Trade Resources Policy & Opinion 2014 Business Review XIV: The Mainland Achieves Basic Liberalization of Trade in Services with Hong Kong and Macao in Guangdong through CEPA

2014 Business Review XIV: The Mainland Achieves Basic Liberalization of Trade in Services with Hong Kong and Macao in Guangdong through CEPA

To reach the goal announced by Premier Li Keqiang in August 2011 that the mainland should make efforts to realize basic liberalization of trade in services with Hong Kong through CEPA by the end of the Twelfth Five-Year Plan, and approved by the State Council, the service trade liberalization deal with Hong Kong under the framework of CEPA (hereinafter referred to as the agreement) and that with Macao were signed on December 18, 2014 in Hong Kong and Macao respectively, and will officially enter into effect on March 1, 2015.

This is the first free trade agreement signed in the pattern of pre-establishment national treatment plus negative list with a wide coverage and rich contents.
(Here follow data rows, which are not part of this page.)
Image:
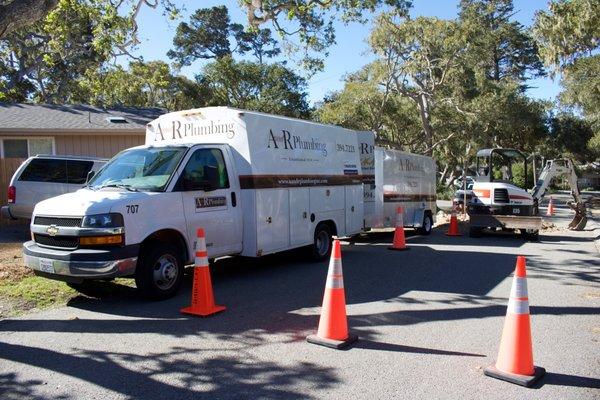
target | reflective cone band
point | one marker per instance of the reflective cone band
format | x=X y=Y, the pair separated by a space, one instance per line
x=203 y=302
x=399 y=239
x=515 y=357
x=453 y=228
x=550 y=209
x=333 y=323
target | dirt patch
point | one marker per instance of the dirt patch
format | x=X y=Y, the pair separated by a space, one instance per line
x=12 y=268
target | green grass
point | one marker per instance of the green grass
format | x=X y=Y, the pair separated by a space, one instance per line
x=34 y=292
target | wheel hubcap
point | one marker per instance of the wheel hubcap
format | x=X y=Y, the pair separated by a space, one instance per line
x=322 y=242
x=165 y=272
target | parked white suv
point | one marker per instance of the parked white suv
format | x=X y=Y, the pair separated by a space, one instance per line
x=42 y=177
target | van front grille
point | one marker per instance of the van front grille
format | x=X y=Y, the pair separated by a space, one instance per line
x=65 y=242
x=58 y=221
x=501 y=196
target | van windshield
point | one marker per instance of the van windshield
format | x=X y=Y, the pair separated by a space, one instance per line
x=147 y=169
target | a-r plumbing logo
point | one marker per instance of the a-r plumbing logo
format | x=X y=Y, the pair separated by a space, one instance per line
x=287 y=141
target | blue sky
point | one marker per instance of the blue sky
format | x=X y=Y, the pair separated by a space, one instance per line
x=348 y=55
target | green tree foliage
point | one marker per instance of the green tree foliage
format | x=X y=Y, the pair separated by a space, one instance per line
x=568 y=31
x=569 y=38
x=270 y=88
x=311 y=21
x=500 y=49
x=42 y=61
x=209 y=33
x=442 y=87
x=205 y=36
x=416 y=59
x=150 y=84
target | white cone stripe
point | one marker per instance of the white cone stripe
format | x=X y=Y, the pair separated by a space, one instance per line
x=201 y=261
x=335 y=267
x=334 y=282
x=519 y=288
x=518 y=306
x=399 y=221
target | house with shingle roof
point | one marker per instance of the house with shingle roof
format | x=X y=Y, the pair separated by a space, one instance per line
x=81 y=130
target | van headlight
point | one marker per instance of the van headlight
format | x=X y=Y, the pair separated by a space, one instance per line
x=111 y=220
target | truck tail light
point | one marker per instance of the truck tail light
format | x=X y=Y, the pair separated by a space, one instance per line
x=12 y=194
x=101 y=240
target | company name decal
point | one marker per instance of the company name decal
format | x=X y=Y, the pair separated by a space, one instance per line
x=207 y=202
x=180 y=130
x=287 y=141
x=407 y=165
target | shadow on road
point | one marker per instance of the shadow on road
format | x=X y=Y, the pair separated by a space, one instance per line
x=221 y=377
x=263 y=297
x=552 y=378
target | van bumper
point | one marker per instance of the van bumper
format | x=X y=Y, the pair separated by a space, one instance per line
x=77 y=265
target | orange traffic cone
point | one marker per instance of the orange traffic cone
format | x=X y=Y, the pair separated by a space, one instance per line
x=203 y=302
x=333 y=324
x=399 y=239
x=453 y=228
x=550 y=209
x=515 y=357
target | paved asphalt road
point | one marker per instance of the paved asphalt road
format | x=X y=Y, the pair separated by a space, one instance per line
x=429 y=321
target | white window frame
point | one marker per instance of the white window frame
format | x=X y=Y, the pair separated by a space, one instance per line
x=2 y=138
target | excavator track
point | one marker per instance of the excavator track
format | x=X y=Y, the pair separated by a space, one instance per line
x=580 y=220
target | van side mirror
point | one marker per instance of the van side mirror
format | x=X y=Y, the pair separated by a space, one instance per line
x=90 y=175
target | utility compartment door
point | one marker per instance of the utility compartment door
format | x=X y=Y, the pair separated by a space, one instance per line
x=300 y=225
x=273 y=219
x=354 y=209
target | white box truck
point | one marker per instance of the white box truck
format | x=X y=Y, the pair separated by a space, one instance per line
x=395 y=179
x=256 y=183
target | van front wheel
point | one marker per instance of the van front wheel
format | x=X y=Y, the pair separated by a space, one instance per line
x=159 y=273
x=321 y=247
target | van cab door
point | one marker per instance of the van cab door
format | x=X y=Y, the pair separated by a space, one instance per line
x=210 y=195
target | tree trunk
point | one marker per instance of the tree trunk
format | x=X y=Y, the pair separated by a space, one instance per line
x=20 y=13
x=443 y=175
x=424 y=111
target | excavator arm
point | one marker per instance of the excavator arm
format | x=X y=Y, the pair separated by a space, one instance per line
x=556 y=168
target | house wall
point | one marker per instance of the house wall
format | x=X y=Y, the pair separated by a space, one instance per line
x=97 y=146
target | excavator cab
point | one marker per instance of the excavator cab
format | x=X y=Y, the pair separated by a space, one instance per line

The text of the agreement makes principal stipulations on the application range, national treatment, reserved restrictive measures, financial prudential principal, telecommunication culture chapter, cross-border service, most-favored treatment, general exceptions and safe exception, government procurement, guarantee measures and investment facilitation. The appendix of the agreement includes two parts. The first part is on the reserved restrictive measures in the pattern of negative list under commercial presence. Specific commitments are made to the 160 sectors according to WTO classification of trade in services. Except the listed specific restrictive measures, Hong Kong and Macao service providers can expect the same treatment as companies from the Chinese mainland. The second part is on the new added liberalization measures in the pattern of positive list in cross-border services, telecommunications and culture sectors. At the same time, in order to encourage Hong Kong and Macao citizens to start business in the mainland, more liberalization measures are made to individually-owned businesses.

The agreement has mainly four features. Firstly, the liberalization mode is original. Compared with the previous CEPA agreements, the newly signed agreement gives priority to the negative list, with most of the sectors promoted by the pattern of pre-establishment national treatment plus negative list and a few sensitive sectors still adopting positive list. Secondly, the liberalization covers more sectors with a high level. At least 153 sectors are liberalized, accounting for 95.6% of the total 160 sectors of WTO trade in services, 58 of which are expected to realize completely the national treatment; among the 134 sectors adopting negative list, 132 restrictive measures are reserved; 27 and 24 new liberalization measures are added to the sectors that adopt positive list by Hong Kong and Macao respectively; 84 more businesses are liberalized among individually owned businesses, totaled 130. Thirdly, the most favored treatments provided to Hong Kong and Macao are further clarified through the agreement, and in the future, all the liberalization measures that are superior to CEPA in the free trade agreements between the mainland and other countries and regions will be applicable to Hong Kong and Macao. Fourthly, market liberalization and reform deepening are promoted simultaneously. To practically implement the liberalization, related departments, together with Guangdong province, have explored establishing and optimizing related supporting systems suitable to the management mode of negative list, which will provide system guarantee to the achieving of basic liberalization of trade in services between Guangdong and Hong Kong and Macao.

After the signing of the agreement, the mainland will achieve basic liberalization of trade in services with Hong Kong and Macao in Guangdong, accumulating experience for achieving basic liberalization of trade in services between the mainland and Hong Kong and Macao, and the reproducible and generalized experience formed in Guangdong will be publicized to the whole nation steadily and orderly. The agreement will benefit Hong Kong in consolidating its central position in international finance, trade and shipping, as well as developing an emerging modern service industry, and will provide beneficial help to the diversified development of Macao’s economy. It will also bring new vitality to the economy of the mainland, benefiting the economic integration of the mainland and Hong Kong and Macao.